Obfite opady deszczu, graniczące z ulewami na południu Polski, mgły w centrum kraju, a także pierwsze przymrozki sięgające -2 stopni Celsjusza – tego trzeba spodziewać się wraz z początkiem nadchodzącego weekendu. Czyja to wina? To wyż idący znad północnego Atlantyku.

Synoptycy nie dają nadziei – piątek, sobota i niedziela nie będą należeć do pięknej złotej jesieni, trzeba się przygotować na zmianę pogody.

Zdecydowanie czas na przyzwyczajenie się do słotnej i zimnej aury, a dodatkowo będzie nam towarzyszyć sporo deszczu, szczególnie na południowych krańcach Polski i w pasie północnym. Jak informuje serwis Wiadomości WP, na terenach podgórskich trzeba spodziewać się deszczu ze śniegiem, a w górach już samego śniegu. Tu również wystąpią zawieje i zamiecie śnieżne.

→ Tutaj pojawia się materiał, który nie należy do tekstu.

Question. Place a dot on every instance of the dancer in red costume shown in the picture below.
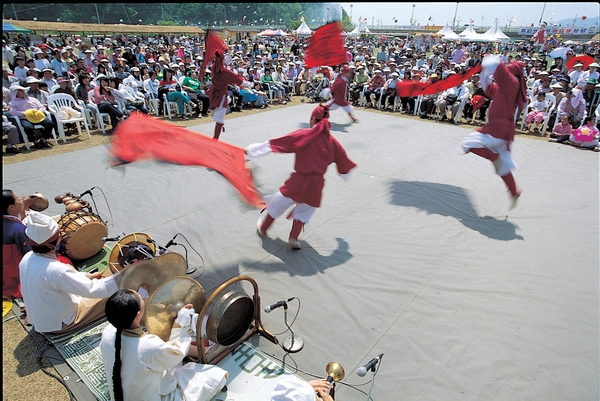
(315, 150)
(221, 78)
(493, 140)
(339, 91)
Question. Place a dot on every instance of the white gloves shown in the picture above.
(187, 319)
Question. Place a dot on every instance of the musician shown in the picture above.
(143, 367)
(59, 298)
(315, 150)
(13, 241)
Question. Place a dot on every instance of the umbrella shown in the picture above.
(559, 52)
(8, 27)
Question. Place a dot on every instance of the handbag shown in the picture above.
(451, 99)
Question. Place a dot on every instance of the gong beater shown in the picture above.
(166, 301)
(232, 306)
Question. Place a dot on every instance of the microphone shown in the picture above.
(88, 192)
(118, 237)
(172, 242)
(276, 305)
(369, 366)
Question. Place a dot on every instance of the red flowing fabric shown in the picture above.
(325, 47)
(413, 89)
(141, 137)
(585, 59)
(214, 44)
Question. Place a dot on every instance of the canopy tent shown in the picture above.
(267, 32)
(360, 28)
(470, 34)
(495, 34)
(303, 29)
(446, 30)
(10, 28)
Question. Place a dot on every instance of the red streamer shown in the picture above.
(325, 47)
(141, 137)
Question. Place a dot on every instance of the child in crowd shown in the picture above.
(537, 113)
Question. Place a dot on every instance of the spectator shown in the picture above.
(170, 87)
(31, 112)
(537, 112)
(106, 102)
(562, 131)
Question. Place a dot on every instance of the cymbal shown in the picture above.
(173, 262)
(166, 301)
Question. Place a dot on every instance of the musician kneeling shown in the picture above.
(59, 298)
(141, 366)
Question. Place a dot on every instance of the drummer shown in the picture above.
(58, 298)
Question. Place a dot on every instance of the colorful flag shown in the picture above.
(213, 44)
(142, 137)
(325, 47)
(413, 89)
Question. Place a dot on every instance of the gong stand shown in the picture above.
(255, 327)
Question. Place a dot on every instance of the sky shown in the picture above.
(483, 14)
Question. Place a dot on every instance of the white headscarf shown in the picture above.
(577, 97)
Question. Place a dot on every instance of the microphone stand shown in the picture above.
(291, 344)
(373, 372)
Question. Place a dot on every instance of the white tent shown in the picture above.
(470, 34)
(495, 34)
(303, 29)
(445, 31)
(360, 28)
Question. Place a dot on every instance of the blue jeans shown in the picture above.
(181, 100)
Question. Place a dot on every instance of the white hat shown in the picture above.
(293, 390)
(40, 228)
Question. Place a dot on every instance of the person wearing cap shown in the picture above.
(31, 112)
(493, 141)
(14, 211)
(40, 60)
(315, 150)
(374, 87)
(586, 75)
(572, 106)
(59, 298)
(60, 67)
(35, 91)
(20, 70)
(339, 92)
(296, 390)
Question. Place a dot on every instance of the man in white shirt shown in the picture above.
(59, 298)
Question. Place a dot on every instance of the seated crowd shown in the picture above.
(130, 74)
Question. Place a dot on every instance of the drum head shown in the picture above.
(146, 274)
(124, 245)
(164, 304)
(173, 262)
(83, 234)
(229, 318)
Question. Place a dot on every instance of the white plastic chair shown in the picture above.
(58, 100)
(17, 121)
(25, 139)
(99, 116)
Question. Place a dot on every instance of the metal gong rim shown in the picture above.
(229, 318)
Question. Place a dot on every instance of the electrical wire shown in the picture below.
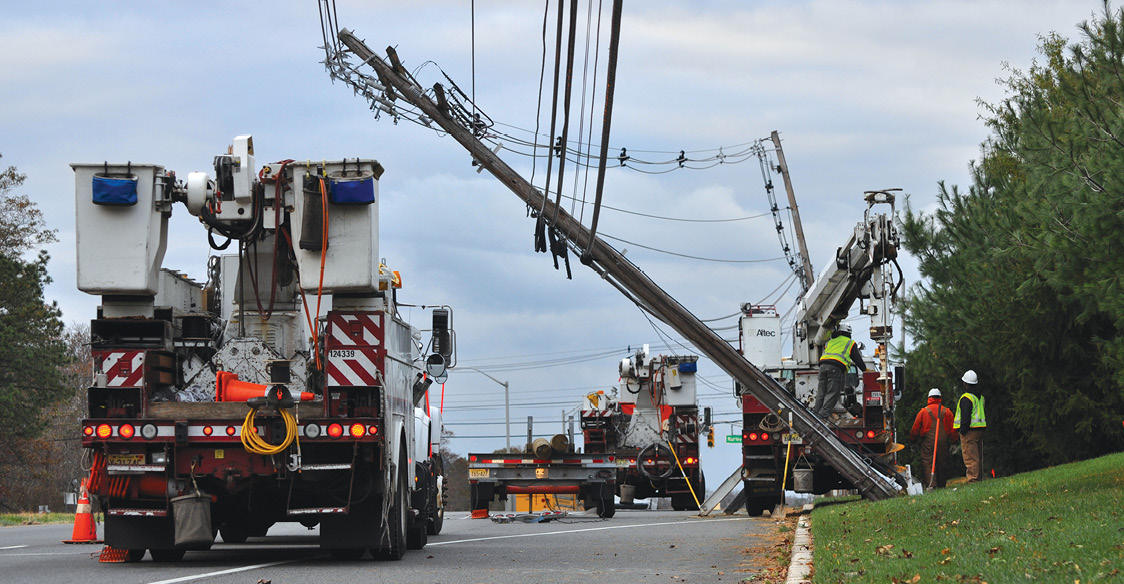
(257, 445)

W piątek na termometrach zobaczymy od 7 na wschodzie i południu do maksymalnie 12 stopni na Pomorzu. Jednak noc będzie bardzo chłodna – niemal w całym kraju zobaczymy na termometrach temperatury orbitujące wokół 0 stopni. Lokalnie mogą również wystąpić przygruntowe przymrozki.

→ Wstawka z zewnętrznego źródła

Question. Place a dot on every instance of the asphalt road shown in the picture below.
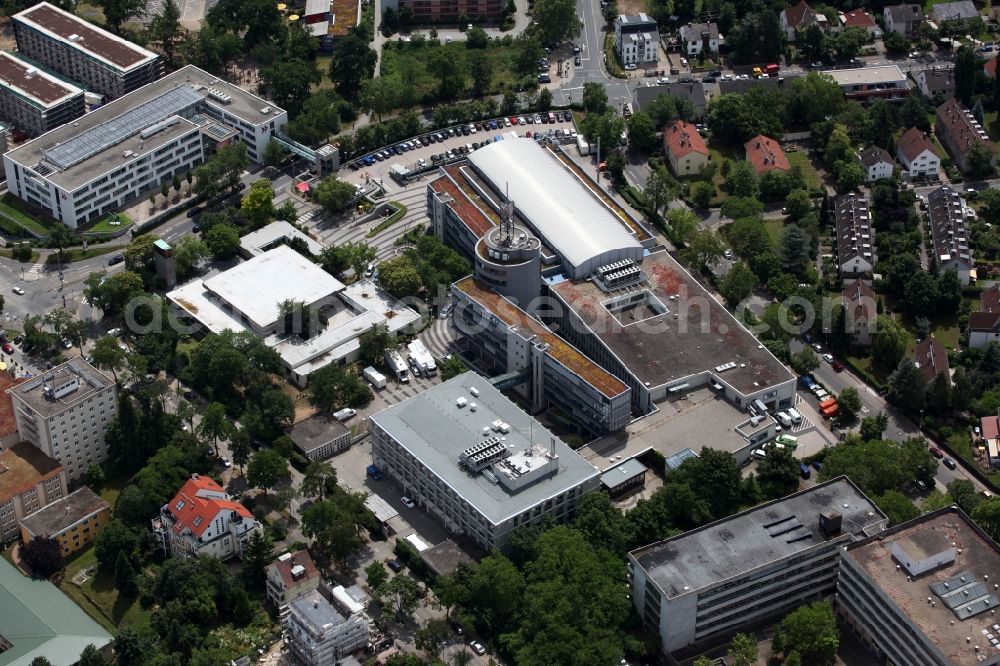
(900, 426)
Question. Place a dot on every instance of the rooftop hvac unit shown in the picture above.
(220, 96)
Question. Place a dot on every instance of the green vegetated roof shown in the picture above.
(37, 619)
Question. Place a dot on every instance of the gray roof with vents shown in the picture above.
(764, 535)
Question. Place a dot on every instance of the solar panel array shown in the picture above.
(92, 141)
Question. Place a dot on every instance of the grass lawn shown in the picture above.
(410, 63)
(801, 160)
(11, 207)
(99, 598)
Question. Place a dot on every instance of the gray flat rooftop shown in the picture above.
(64, 513)
(317, 611)
(90, 381)
(734, 546)
(84, 36)
(258, 287)
(316, 431)
(37, 86)
(140, 109)
(697, 334)
(868, 75)
(930, 534)
(435, 431)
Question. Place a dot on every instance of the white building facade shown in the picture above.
(64, 413)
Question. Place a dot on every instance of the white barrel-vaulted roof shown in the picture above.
(569, 217)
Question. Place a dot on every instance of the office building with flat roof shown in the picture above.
(924, 593)
(103, 62)
(35, 101)
(750, 567)
(126, 149)
(64, 413)
(318, 634)
(659, 331)
(248, 297)
(29, 481)
(72, 521)
(505, 339)
(477, 462)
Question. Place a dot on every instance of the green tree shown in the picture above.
(888, 343)
(737, 284)
(376, 574)
(119, 12)
(811, 631)
(742, 180)
(849, 402)
(556, 20)
(743, 650)
(266, 468)
(223, 240)
(897, 507)
(595, 98)
(43, 555)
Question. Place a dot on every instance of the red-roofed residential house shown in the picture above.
(765, 154)
(201, 519)
(686, 150)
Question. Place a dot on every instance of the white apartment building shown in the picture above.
(713, 580)
(126, 149)
(64, 413)
(474, 460)
(923, 593)
(30, 480)
(36, 101)
(637, 40)
(103, 62)
(202, 519)
(319, 635)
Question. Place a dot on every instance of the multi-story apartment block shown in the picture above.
(959, 131)
(202, 519)
(72, 521)
(291, 576)
(479, 464)
(436, 11)
(856, 256)
(712, 581)
(637, 40)
(946, 214)
(924, 593)
(319, 635)
(505, 339)
(29, 481)
(64, 412)
(36, 101)
(103, 62)
(917, 155)
(126, 149)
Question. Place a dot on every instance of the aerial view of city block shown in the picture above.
(499, 333)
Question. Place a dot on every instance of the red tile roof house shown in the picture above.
(917, 155)
(686, 150)
(765, 154)
(860, 310)
(202, 520)
(931, 358)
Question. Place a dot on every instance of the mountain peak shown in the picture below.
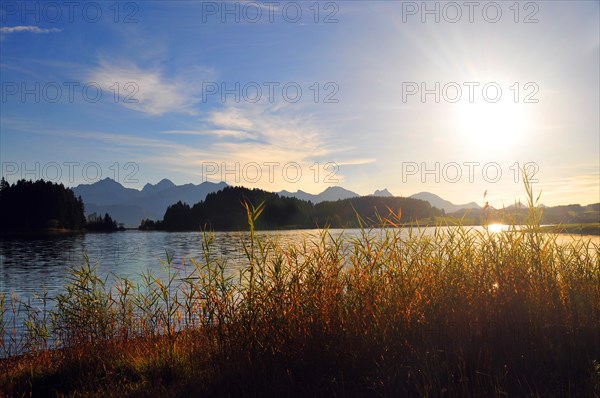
(160, 186)
(440, 203)
(383, 192)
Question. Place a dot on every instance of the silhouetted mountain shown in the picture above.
(223, 210)
(162, 185)
(383, 193)
(443, 204)
(329, 194)
(129, 206)
(105, 192)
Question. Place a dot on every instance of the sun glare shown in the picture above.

Gwałtowna zmiana pogody czeka nas w najbliższych dniach, będzie bardzo zimno i deszczowo

Sobota upłynie pod znakiem pogodnego wyżu znad Atlantyku, lecz pogoda nie będzie dobra na południu i południowym wschodzie. Tu dominować będzie jeszcze niż znad Ukrainy.

Choć w wielu częściach kraju będzie słonecznie to niebo będzie mocno zachmurzone, a w pasie od Dolnego Śląska po Podkarpacie i na południu Lubelszczyzny pojawią się opady na poziomie od 2 do 4 l/mkw.